Recuerdo que quien me daba una materia social, olvido el nombre de la materia, era un buen hombre, de repente desaparece, creo que es Rafael Mendoza, no sé si es el nombre correcto que junto a Enrique Álvarez Córdova son ejecutados por los escuadrones de la muerte. Ya empezaba a oler vientos de guerra.
A los 17 años me gradué de bachiller, sabía que debía entrar a la universidad y teniendo a mi padre como ejemplo, todavía miraba valores en él, decidí entrar a estudiar medicina. Otro ambiente, otro mundo. Mi colegio era solo para varones, y llegar a la universidad y encontrar a bellísimas compañeras fue un cambio total; igual sucedió, todo era nuevo, el estudio más exigente, era 1982 cuando conocí a Ricardo Guevara Mora, el portero de la selección de futbol, gran persona; mi amigo Jaime Javier Tovar Pinto se vuela la cabeza de un disparo, otra pérdida, ese día fue un viernes 5 de noviembre de 1982, al día siguiente tenía examen de estadística, llegué desvelado y le dije al orientador que me calificara en el momento, revisó la papeleta y me dijo: Tenes diez.
Se lo dediqué a mi amigo Jaime Javier.

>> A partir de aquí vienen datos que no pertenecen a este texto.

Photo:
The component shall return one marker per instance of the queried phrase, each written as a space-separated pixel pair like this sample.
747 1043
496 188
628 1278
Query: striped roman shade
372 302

Estudiaba con mucha dedicación, siempre solitario y tuve la oportunidad de haber conocido a un mentor, un Maestro en mi vida, a pesar de solo llevarme un par de años le agradezco tanto a Francisco Rovira, un genio, un fuera de serie, él se calificaba y sabía que en todo tenía diez; entendí que el que a buen árbol se arrima, buena sombra lo cobija.
21-30 años: En esta etapa hubo muchos cambios, viví la ofensiva “Final” de 1989 en carne viva, eso cambió mi concepción de lo bueno y de lo malo, de qué es ser médico, de qué es ser soldado, de qué es ser guerrillero; creo que esa triada está enmarcada mi vida; quizá practiqué la eutanasia en un paciente que sufrió quemaduras en el cien por ciento de su cuerpo cuando la guerrilla le dio fuego a una gasolinera a la entrada de Zacatecoluca, le empapé sus labios con agua helada y le di a beber pequeños sorbos, en horas murió y decidí retirarme de ese infierno, siempre he tenido mis prioridades claras, en ese momento era mi madre la razón de ir en busca de ella, ya la vida la había castigado demasiado y era mi deber buscarla para que todos estuviéramos en paz.
Murió mi madre, quien dejó un vacío enorme en mi alma y aun, no logro llenarlo; era y es mi luz y aun, por momentos vivo en total oscuridad. En esta década me casé, una vida diferente, dos personas, dos árboles con raíces diferentes se juntan y debemos ser unidos y a la vez, independientes.